Do you plan to finish the Magic trilogy? If you’re looking for a historical I find incredibly hilarious, you should try Jude Deveraux’s The Raider or Betina Krahn’s The Princess and the Barbarian.
Hey, I love this relationship traced in cream use, and even the father has some say! ROTFL
I’ve never read Coulter, but this was sure delightful. That mistress sounds awesome. I can’t imagine how they wound up with her holding the hero for the heroine to punch, but how fun.
@Evangeline Holland:
I did review the Radier, here. That book even has matching figurines.
I will try the Krahn, too.
Hilarious review! I haven’t read this one but I’m a big fan of Coulter and couldn’t get enough of her in the 90s. The heroes are often total dufuses but that’s part of the charm. Like an arrogant Presents tycoon, he needs to be hit over the head to learn something. She does a lot of cross-dressing heroines (my favorite) and the use of cream is not uncommon, ha.
Love it! You were firing on all cylinders with this one.
But I was hoping for some explanation of the cover. Is there a swan in the book, or is that just to fill the obligatory 80s background-animal quota? And what’s with that statue in the distant gazebo? Inquiring minds want to know.
@Cecilia Grant: No idea! Replace the swan with a jar of cream on a night stand and the gazebo with two horses going at it, and that would have been the perfect cover! If only I had photoshop…
This was THE funniest review I’ve ever read. I can’t even pick my fav line.
@Cecilia Grant:
Swans have a long association with love and relationships because they often mate for life. According to one list I found they can also symbolise:
Love
Grace
Union
Purity
Beauty
Dreams
Balance
Elegance
Partnership
Transformation
Re the old statue – it looks Roman so we could have ‘a love for all the ages’

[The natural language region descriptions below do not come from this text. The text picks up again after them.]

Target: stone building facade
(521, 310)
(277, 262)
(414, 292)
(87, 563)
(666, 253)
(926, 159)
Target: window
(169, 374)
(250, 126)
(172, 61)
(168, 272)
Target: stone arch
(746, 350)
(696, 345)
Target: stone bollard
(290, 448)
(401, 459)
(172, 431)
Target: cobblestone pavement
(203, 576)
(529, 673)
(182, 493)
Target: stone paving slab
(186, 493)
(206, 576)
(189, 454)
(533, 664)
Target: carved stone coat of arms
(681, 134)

I can’t read books like this now so have great admiration for this amusing review but also how you can read the craziness – see it for what is and help us laugh but at the same time be respectful of the author and the times in which the book was written. It is interesting how ‘tone’ is so important to achieving this.
Bizarrely enough, none of the creams and other farcical stuff made me even raise an eyebrow, but the phrase “dons of Eton” did.

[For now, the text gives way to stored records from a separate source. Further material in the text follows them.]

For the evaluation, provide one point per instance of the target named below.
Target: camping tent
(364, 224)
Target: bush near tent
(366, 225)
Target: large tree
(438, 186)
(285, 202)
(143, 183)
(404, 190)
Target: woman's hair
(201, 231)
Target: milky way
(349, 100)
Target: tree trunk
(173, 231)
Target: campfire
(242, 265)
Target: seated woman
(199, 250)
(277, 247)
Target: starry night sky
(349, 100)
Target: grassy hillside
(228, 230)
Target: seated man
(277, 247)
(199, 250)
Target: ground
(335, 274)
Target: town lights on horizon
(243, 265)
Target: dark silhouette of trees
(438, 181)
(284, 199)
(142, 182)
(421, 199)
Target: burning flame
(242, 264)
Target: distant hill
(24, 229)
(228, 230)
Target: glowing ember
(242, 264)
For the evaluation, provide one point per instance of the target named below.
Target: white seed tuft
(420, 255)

I have, for research, read probably all the books on Eton on Google books. And don’t think I ever came across the term “dons.” Masters, yet, but not dons.
@Sherry Thomas: Ouch. That would have jerked me out as well. Surprising from someone with training in British history. Maybe she was misled by the fact that has College in its name, as does Winchester?
Slighty OT: Have you ever read Revolution of the Dons, by Sheldon Rothblatt? An oldie but goodie on Oxbridge and society in the 19th C.
@Sunita: Have not read Revolution of the Dons–will add it to the list of research books to consult. (I really should read it, since I love to write about people who are scientist/engineers/scholars of some kind and they presumably would know a great number of people in the academic community.)
half of me is thinking, but i LOVED catherine coulter when i discovered her books when i was in 7th grade! they were so fun to read as an 11 year old!
and the other half is thinking, why do i remember these with such fondness? and how did they not scar me for life about sex?
i tried to read one of my favorite old Catherine Coulter’s last month, but it on sale as a ebook to read on my iPhone during my long metro commute…Evening Star…her mom teachers her a lesson about how horrible men are by sending her to live in an Italian brothe and watch people have sex through two way mirrors and be sold at a virgin auction and…well i could go on. the framework of the story i found so titillating as an 11year old was still fun, but the prose, writing style and repetative was AWFUL.
um, i still kinda like her though. for the nostalgia.